In the "Portfolio" section of the CRREM tool, we can analyse our asset portfolio as a whole. The obtaining of these results allows real estate investors to produce reports on the carbon risk of their portfolios.

One of the graphs generated by this section of the CRREM is the greenhouse gas (GHG) emissions intensity of our portfolio, comparing it with the decarbonisation trajectories weighted by area.

Diagrama obsolescencia cartera

The CRREM portfolio assessment also allows for the analysis of the impact of selling individual properties at a given time. Users can select the year in which they wish to sell a specific asset, which excludes that asset from further considerations. Additionally, information is provided on the reduction costs and the investments needed to meet the decarbonisation targets.

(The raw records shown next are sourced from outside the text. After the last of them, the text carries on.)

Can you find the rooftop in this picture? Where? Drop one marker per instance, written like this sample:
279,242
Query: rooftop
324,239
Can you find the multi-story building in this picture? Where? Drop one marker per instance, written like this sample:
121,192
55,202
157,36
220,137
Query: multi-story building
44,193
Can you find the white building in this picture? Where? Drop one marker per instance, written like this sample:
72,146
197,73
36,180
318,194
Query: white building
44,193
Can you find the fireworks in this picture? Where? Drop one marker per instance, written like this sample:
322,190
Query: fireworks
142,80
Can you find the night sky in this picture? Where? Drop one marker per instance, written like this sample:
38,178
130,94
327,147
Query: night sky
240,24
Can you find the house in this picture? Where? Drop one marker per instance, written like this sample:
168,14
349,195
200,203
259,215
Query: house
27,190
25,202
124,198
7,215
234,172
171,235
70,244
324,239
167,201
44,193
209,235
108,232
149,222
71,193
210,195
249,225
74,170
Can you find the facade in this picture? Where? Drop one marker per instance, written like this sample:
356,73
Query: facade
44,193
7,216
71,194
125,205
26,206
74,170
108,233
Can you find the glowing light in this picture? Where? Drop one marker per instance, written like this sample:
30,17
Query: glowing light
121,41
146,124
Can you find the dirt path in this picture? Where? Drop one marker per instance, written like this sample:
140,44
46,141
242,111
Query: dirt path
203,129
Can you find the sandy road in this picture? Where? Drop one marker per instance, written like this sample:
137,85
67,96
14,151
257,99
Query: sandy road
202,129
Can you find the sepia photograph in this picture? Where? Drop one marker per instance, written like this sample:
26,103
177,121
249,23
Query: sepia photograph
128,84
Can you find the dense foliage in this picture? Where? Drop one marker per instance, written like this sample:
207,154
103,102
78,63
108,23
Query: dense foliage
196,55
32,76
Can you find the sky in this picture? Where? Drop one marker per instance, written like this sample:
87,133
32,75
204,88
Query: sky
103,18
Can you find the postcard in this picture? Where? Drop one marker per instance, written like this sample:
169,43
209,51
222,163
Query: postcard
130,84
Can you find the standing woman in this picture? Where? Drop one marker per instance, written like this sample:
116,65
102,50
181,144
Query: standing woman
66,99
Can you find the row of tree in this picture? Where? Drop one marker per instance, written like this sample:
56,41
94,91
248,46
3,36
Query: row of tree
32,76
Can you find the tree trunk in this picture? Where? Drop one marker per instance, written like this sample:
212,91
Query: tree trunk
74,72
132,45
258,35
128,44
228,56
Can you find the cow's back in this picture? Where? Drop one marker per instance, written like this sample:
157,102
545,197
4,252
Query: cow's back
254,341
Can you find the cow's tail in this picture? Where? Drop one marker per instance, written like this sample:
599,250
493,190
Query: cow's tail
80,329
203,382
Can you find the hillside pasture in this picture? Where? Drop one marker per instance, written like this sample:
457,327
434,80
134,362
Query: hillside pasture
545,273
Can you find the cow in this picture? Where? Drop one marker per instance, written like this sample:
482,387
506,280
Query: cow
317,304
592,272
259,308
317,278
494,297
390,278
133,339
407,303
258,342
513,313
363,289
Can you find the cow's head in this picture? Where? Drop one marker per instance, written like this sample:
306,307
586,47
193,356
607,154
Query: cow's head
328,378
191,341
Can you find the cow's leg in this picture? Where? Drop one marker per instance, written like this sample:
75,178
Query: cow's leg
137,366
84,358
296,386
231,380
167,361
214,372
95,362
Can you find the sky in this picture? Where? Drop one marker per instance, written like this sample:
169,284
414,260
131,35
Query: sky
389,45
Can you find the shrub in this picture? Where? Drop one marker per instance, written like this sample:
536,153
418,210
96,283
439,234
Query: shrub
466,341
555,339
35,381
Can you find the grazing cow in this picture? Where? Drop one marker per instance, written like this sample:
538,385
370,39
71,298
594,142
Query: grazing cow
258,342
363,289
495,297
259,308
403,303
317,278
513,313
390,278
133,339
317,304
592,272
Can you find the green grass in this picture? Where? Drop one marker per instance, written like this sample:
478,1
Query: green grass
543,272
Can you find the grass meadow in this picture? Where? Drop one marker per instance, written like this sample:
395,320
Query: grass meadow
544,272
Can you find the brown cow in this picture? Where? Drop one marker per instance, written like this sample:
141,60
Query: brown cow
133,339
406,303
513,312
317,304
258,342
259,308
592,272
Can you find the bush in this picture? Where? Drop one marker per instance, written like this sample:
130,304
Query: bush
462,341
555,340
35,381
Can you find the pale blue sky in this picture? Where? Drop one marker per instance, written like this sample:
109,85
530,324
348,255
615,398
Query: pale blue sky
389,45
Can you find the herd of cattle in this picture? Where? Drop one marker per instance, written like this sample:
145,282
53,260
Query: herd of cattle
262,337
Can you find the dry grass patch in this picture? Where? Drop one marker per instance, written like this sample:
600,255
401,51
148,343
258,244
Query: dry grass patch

Compliance with ESG criteria

The CRREM approach goes beyond solely addressing the financial risks associated with poor energy efficiency in the real estate sector, and can be a key tool for meeting ESG (environmental, social and governance) criteria.

In particular, CRREM has a close relationship with the European Taxonomy regulation. This regulation establishes the criteria for determining which economic activities are environmentally sustainable and contribute to the EU's climate and environmental objectives.

By applying the CRREM methodology, companies in the real estate sector can measure and quantify the environmental performance of their assets in relation to the criteria of the Taxonomy. This allows them to make more informed investment decisions and direct their efforts towards projects and properties that are considered sustainable according to established standards.

In conclusion, in a global context where climate change mitigation has become a priority, tools such as CRREM play a key role in the assessment and management of carbon risk in the real estate sector. Their science-based approach, the use of targets aligned with international commitments, and the integration of specific charts provide investors with a clear and precise view of the risks related to greenhouse gas emissions.